La música de un restaurante debe ser amena, un poquito nostálgica para que provoque conversaciones y genere química entre los comensales, y original (un restaurante que busca platillos, decoración y experiencias únicas, también debe hacerlo en la parte musical). El tempo debe ir con lo que busque el dueño, de acuerdo a la hora del día y los flujos de público: nunca demasiado lenta (para que la gente no se duerma), y, dependiendo de la hora, puede aumentar el beat (para vender alcohol en las sobremesas o en la noche). Hay que evitar los solos de algún instrumento: ¡nadie quiere comer su espagueti mientras Slash se retuerce contra las cuerdas, o su mole poblano mientras Tito Puente asesina sus timbales! Hay que moderarse.

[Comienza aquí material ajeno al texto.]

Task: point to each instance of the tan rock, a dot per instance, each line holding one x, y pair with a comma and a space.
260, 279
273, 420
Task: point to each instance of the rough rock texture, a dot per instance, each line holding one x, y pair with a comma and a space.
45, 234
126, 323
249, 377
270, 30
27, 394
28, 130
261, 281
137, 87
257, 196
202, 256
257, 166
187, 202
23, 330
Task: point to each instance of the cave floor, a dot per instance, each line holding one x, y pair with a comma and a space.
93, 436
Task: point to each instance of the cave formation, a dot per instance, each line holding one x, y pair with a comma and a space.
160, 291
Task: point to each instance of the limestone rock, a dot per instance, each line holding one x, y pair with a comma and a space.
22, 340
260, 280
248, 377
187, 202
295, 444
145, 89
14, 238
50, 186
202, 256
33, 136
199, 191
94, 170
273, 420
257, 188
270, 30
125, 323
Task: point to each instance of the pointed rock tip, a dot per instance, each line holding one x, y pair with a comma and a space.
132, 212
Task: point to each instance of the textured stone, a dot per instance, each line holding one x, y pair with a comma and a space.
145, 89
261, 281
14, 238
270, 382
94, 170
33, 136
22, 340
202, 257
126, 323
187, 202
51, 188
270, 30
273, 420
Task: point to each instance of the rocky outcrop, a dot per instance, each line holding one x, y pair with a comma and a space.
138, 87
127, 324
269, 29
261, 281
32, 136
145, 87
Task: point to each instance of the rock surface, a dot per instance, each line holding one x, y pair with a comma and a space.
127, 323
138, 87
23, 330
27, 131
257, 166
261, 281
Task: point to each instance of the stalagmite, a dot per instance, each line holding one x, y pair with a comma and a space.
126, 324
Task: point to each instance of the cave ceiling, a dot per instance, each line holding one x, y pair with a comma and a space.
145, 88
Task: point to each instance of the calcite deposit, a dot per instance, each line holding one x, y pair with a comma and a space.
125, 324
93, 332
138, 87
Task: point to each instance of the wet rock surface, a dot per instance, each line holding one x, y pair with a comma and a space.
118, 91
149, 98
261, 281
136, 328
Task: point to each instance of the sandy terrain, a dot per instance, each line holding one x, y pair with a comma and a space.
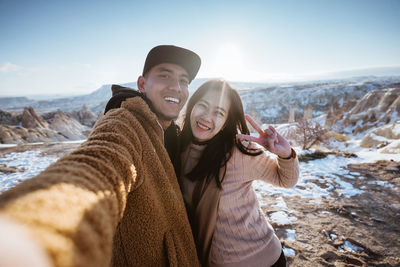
363, 230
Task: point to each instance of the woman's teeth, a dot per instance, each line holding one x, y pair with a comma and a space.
203, 126
172, 99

Lo peor que puede hacer un restaurante es abandonar su playlist a lo más mainstream y a los clásicos. ¡Por favor! Sálvenos de los eternos ’70s y los ’80s mancillados en el subconsciente colectivo por Universal Estéreo! Aunque, no sé si son peores los restaurantes que ponen la tele con un canal de música en Sky, VH1 o Bandamax. Y, para los que agarran cualquier playlist de Deezer, Rdio, Grooveshark, Google Play o Spotify, déjenme decirles: así como hay un chef que selecciona sus ingredientes a mano, así debe ser con la música, hay que evitar lo genérico y a granel. ¡Ah! También dejen ya de programar discos chillout de Café del Mar, Hotel Costes y Buddha Bar, ¡los dosmiles están out! Y, por lo que más quieran, restauranteros: no dejen al primo del socio, ese que “sabe de música”, llene el iPod del negocio. El resultado será tener a David Guetta con 140 bpm’s en un restaurante de luces tenues y comida lenta.

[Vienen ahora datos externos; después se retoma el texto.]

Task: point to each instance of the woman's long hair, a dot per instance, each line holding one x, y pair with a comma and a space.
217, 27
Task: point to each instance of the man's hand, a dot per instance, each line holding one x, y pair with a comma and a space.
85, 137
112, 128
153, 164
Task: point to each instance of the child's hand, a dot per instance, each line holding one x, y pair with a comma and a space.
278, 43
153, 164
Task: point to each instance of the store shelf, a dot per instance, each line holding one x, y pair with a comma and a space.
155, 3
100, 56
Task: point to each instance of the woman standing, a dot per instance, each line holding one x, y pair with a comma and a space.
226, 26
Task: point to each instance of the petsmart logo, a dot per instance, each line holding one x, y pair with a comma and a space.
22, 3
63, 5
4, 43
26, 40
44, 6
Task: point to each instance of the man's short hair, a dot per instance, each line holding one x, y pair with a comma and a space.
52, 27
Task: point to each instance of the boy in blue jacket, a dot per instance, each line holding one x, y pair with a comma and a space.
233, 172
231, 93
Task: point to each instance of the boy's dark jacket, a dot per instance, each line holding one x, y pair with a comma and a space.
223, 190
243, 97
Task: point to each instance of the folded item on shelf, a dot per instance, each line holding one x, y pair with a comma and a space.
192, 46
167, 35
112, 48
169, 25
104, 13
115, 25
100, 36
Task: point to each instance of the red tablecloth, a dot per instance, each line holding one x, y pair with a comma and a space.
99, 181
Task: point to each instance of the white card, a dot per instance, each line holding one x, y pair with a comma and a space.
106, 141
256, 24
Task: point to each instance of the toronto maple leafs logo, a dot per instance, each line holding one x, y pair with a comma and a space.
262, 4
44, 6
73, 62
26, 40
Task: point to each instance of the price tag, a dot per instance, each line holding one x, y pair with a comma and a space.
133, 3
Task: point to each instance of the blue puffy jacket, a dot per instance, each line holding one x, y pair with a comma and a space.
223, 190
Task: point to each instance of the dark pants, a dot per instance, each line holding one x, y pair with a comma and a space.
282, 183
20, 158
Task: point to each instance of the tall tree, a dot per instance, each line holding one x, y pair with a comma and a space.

Veo este trabajo como una forma de compartir y recomendar la música que tanto me gusta. Además, ¡los restauranteros son muy buenos clientes! Y la mayoría de veces pagan una parte de mis servicios en especie; así que acabo comiendo sin pagar mientras escucho los playlists que hice. Algo narcisista, porque me siento a comer con mi propia selección musical, pero lo disfruto tanto como un chef goza comer lo que él cocinó.

– – – Como fue contado a Issa Plancarte.